- Fix #165: Add prefer-ip4: yesno config option to prefer ipv4 for

using ipv4 filters, because the hosts ip6 netblock /64 is not owned by one operator, and thus reputation is shared.
2025-12-20 23:00:56 -05:00 · 2020-02-25 09:55:59 +01:00 · 2020-02-25 09:55:59 +01:00 · 318d4e91cc
commit 318d4e91cc
parent f99dd8f6dc
9 changed files with 4298 additions and 4197 deletions
--- a/doc/Changelog
+++ b/doc/Changelog
@ -1,3 +1,8 @@
+25 February 2020: Wouter
+	- Fix #165: Add prefer-ip4: yesno config option to prefer ipv4 for
+	  using ipv4 filters, because the hosts ip6 netblock /64 is not owned
+	  by one operator, and thus reputation is shared.
+
 24 February 2020: George
 	- Merge PR #166: Fix typo in unbound.service.in, by glitsj16.

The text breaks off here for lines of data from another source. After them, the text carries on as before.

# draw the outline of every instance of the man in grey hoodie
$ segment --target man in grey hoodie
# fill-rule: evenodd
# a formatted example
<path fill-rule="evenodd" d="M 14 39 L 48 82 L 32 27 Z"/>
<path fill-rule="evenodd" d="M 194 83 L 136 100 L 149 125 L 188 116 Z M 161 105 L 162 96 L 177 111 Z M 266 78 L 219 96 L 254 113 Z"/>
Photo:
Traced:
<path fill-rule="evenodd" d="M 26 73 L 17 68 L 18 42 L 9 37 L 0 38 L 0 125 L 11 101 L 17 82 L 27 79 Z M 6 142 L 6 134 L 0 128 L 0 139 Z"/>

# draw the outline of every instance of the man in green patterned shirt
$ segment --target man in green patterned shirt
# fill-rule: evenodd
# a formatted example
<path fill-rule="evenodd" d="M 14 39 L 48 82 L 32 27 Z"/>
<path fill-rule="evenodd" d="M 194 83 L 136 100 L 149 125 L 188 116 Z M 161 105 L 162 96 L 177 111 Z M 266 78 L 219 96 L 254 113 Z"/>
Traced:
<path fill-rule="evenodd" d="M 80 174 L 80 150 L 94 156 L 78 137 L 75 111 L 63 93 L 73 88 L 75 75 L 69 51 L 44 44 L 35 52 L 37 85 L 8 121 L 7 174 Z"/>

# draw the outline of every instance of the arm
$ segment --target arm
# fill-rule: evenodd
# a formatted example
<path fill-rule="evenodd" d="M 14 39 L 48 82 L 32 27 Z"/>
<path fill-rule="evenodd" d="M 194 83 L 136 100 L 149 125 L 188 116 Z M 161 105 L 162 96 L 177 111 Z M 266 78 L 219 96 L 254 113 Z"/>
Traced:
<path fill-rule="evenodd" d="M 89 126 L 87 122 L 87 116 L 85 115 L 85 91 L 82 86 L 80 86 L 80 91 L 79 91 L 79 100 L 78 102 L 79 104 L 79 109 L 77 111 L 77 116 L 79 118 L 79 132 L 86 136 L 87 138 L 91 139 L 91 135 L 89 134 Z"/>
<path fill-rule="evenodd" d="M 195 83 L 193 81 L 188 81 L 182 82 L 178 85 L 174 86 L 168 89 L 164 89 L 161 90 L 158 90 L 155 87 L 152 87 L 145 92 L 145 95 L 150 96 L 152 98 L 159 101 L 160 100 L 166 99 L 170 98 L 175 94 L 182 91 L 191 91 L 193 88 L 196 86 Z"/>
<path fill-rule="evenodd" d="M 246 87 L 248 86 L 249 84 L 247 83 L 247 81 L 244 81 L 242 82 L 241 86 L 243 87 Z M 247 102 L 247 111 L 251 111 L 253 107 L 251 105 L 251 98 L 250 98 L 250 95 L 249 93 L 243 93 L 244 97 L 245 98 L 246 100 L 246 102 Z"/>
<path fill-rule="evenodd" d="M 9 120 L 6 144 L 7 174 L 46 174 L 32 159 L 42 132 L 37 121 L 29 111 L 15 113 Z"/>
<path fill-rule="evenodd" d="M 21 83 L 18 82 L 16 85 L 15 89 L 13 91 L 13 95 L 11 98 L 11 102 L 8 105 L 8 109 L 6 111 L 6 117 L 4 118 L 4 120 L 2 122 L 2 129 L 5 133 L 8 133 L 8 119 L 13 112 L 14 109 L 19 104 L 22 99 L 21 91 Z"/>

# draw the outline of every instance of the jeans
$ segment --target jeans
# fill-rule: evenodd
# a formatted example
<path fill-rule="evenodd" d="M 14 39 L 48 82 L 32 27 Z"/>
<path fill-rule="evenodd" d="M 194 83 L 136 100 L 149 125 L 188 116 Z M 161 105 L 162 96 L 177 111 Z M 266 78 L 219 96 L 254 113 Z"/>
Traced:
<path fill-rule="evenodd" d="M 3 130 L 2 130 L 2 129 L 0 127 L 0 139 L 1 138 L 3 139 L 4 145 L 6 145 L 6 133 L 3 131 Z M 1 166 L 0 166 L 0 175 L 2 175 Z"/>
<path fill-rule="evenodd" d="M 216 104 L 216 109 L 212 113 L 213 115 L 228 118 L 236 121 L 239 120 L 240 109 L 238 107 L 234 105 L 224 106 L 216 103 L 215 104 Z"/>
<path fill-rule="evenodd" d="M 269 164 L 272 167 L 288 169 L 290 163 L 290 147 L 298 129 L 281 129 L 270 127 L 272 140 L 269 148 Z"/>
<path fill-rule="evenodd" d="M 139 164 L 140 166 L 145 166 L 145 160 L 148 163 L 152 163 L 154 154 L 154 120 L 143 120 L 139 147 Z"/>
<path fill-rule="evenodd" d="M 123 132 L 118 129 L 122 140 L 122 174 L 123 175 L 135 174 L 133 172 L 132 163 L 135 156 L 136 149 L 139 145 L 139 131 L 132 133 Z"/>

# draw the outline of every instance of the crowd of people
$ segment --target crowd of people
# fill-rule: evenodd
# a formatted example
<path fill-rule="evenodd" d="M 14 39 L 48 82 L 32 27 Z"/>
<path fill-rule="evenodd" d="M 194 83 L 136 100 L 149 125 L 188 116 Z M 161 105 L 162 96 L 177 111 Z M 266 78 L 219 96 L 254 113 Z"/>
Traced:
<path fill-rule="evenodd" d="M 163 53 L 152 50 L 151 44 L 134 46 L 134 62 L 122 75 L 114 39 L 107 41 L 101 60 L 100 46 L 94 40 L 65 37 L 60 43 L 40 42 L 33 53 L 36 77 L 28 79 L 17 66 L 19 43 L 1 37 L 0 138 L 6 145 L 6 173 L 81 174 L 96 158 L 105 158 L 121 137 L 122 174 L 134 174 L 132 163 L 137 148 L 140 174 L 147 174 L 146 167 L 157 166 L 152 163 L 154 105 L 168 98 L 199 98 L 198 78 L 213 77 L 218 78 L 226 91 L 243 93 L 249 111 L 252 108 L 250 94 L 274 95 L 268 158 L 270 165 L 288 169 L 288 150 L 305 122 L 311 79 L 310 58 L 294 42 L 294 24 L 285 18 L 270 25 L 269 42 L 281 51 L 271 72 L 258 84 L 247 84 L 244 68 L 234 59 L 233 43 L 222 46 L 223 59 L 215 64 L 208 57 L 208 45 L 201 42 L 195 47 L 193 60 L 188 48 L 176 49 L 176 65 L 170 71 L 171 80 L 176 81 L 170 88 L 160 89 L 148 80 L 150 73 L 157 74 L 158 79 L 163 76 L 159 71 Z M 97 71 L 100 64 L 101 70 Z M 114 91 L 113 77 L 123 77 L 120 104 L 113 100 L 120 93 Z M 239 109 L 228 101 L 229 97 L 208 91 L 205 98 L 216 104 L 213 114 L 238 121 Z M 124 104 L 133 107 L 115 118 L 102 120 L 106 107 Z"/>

--- a/iterator/iter_utils.c
+++ b/iterator/iter_utils.c
@ -484,6 +484,63 @@ iter_filter_order(struct iter_env* iter_env, struct module_env* env,
 			got_num = num4ok;
 			*selected_rtt = num4_lowrtt;
 		}
+	} else if (env->cfg->prefer_ip4) {
+		int got_num4 = 0;
+		int low_rtt4 = 0;
+		int i;
+		int attempt = -1; /* filter to make sure addresses have
+		  less attempts on them than the first, to force round
+		  robin when all the IPv4 addresses fail */
+		int num6ok = 0; /* number ip6 at low attempt count */
+		int num6_lowrtt = 0;
+		prev = NULL;
+		a = dp->result_list;
+		for(i = 0; i < got_num; i++) {
+			swap_to_front = 0;
+			if(a->addr.ss_family != AF_INET && attempt == -1) {
+				/* if we only have ip6 at low attempt count,
+				 * then ip4 is failing, and we need to
+				 * select one of the remaining IPv6 addrs */
+				attempt = a->attempts;
+				num6ok++;
+				num6_lowrtt = a->sel_rtt;
+			} else if(a->addr.ss_family != AF_INET && attempt == a->attempts) {
+				num6ok++;
+				if(num6_lowrtt == 0 || a->sel_rtt < num6_lowrtt) {
+					num6_lowrtt = a->sel_rtt;
+				}
+			}
+			if(a->addr.ss_family == AF_INET) {
+				if(attempt == -1) {
+					attempt = a->attempts;
+				} else if(a->attempts > attempt) {
+					break;
+				}
+				got_num4++;
+				swap_to_front = 1;
+				if(low_rtt4 == 0 || a->sel_rtt < low_rtt4) {
+					low_rtt4 = a->sel_rtt;
+				}
+			}
+			/* swap to front if IPv4, or move to next result */
+			if(swap_to_front && prev) {
+				n = a->next_result;
+				prev->next_result = n;
+				a->next_result = dp->result_list;
+				dp->result_list = a;
+				a = n;
+			} else {
+				prev = a;
+				a = a->next_result;
+			}
+		}
+		if(got_num4 > 0) {
+			got_num = got_num4;
+			*selected_rtt = low_rtt4;
+		} else if(num6ok > 0) {
+			got_num = num6ok;
+			*selected_rtt = num6_lowrtt;
+		}
 	}
 	return got_num;
 }
--- a/smallapp/unbound-checkconf.c
+++ b/smallapp/unbound-checkconf.c
@ -481,6 +481,8 @@ morechecks(struct config_file* cfg)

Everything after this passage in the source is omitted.